The admin endpoint doesn't take requests from the public secure port, i.e. 443. It only takes requests from the remote admin endpoint. You have to configure listen. This is a config issue.

mohammed90 avatar Mar 31 '25 08:03 mohammed90

@mohammed90 I believe I am accessing the remote admin endpoint, not the secure port.
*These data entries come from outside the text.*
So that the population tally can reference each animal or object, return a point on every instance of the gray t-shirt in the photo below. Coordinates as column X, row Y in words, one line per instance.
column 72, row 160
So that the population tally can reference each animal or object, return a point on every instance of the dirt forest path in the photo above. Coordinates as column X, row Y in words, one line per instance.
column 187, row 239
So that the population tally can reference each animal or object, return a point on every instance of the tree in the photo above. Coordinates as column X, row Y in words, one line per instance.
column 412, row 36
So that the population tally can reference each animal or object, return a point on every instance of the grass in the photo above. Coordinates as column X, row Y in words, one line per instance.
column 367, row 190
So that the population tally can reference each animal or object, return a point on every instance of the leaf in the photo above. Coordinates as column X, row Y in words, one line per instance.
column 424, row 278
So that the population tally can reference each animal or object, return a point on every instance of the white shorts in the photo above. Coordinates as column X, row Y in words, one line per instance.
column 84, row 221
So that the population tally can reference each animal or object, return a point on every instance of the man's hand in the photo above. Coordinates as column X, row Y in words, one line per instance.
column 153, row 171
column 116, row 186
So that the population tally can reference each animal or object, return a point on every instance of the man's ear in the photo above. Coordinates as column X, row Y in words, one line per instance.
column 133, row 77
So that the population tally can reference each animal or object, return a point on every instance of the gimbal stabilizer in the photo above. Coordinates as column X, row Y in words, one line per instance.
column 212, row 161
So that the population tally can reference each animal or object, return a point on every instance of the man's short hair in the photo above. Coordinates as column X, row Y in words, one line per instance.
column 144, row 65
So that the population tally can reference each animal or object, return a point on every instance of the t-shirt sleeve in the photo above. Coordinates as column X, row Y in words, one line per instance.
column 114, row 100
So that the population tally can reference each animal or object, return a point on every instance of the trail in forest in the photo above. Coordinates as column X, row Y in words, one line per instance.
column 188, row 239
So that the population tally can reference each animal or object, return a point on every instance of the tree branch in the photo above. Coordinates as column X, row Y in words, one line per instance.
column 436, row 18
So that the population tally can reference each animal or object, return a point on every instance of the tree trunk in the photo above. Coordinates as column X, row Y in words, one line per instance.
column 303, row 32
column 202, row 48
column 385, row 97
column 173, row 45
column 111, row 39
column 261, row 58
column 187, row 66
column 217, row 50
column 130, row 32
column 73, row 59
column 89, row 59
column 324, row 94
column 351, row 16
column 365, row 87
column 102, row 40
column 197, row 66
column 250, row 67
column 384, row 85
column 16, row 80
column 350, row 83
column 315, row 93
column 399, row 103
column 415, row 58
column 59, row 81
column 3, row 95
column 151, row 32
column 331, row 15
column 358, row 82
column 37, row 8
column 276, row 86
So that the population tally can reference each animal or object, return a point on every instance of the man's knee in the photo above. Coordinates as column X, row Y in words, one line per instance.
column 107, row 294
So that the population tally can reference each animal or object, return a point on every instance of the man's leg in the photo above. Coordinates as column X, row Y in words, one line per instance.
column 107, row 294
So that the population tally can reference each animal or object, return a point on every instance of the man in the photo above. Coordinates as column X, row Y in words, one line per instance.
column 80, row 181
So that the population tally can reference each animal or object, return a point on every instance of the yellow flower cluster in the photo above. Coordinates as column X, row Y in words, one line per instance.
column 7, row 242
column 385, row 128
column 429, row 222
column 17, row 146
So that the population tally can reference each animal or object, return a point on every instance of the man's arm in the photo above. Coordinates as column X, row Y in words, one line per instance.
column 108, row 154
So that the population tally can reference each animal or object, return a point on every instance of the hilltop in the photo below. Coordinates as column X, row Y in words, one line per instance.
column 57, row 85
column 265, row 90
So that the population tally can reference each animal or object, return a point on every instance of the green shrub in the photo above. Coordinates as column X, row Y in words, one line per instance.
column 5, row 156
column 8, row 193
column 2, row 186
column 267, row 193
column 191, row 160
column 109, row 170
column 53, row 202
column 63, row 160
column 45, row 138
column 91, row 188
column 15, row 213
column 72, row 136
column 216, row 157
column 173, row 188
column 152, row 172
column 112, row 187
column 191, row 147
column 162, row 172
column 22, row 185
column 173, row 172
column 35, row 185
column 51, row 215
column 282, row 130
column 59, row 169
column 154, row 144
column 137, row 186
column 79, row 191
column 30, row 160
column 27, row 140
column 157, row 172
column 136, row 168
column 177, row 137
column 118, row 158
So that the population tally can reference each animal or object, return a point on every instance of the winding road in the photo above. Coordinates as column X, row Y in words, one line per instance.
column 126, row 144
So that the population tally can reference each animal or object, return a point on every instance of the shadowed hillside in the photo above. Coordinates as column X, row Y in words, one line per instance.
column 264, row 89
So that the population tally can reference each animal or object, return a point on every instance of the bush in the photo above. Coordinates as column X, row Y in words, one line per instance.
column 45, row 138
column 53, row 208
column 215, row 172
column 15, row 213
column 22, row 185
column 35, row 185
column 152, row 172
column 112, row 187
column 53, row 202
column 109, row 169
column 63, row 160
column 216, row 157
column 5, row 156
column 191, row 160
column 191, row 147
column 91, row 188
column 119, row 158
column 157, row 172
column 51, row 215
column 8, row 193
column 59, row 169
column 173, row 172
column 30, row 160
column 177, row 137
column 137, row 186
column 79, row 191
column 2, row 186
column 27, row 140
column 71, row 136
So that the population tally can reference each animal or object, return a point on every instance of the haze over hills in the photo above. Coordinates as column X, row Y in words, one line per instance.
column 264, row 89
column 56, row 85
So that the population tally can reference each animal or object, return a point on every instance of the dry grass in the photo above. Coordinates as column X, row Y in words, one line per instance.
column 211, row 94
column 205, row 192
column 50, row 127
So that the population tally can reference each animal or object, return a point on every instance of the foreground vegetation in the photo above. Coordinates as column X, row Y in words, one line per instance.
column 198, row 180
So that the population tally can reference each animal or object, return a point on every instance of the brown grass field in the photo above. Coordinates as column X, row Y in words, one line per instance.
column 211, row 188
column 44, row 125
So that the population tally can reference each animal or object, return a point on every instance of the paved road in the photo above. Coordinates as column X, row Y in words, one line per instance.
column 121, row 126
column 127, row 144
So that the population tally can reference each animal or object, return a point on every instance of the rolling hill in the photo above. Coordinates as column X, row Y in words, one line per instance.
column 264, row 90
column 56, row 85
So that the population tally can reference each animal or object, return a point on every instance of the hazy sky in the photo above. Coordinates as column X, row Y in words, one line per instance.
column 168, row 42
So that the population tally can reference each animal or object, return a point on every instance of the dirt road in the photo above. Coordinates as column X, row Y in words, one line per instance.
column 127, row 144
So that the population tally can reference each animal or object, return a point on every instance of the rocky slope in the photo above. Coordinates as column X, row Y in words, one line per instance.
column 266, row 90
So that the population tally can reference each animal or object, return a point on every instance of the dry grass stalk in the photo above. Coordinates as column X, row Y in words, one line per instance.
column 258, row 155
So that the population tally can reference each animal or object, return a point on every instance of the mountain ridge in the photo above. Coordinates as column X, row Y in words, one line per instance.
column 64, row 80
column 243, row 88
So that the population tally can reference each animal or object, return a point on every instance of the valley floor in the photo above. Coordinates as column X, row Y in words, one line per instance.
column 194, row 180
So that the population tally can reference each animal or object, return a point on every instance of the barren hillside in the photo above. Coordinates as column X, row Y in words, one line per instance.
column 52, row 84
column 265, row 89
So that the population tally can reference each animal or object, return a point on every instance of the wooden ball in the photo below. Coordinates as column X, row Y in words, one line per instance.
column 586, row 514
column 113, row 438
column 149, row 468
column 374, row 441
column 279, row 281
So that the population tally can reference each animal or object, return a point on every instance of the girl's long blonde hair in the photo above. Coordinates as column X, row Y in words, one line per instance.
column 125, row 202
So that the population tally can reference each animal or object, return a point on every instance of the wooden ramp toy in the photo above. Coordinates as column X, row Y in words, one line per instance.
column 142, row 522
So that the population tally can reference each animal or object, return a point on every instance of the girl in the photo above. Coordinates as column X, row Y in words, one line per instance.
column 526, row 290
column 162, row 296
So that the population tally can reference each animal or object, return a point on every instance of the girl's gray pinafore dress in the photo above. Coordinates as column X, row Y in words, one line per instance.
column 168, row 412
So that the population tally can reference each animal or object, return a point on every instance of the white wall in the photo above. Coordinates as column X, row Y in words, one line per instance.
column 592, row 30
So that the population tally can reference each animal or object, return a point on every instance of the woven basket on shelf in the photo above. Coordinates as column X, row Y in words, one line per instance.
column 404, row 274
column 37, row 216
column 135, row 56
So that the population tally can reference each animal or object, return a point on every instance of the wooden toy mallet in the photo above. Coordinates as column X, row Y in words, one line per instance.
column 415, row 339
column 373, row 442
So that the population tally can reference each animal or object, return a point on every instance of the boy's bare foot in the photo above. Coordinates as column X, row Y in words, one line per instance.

Note that the kubectl port forward is actually forwarding to port 2001 inside the container. Moreover, the /reverse_proxy/upstreams endpoint works perfectly on the same address.

sushain97 avatar Mar 31 '25 15:03 sushain97

But the remote admin endpoints isn't in your configuration. If there's something missing, please share full details without redaction.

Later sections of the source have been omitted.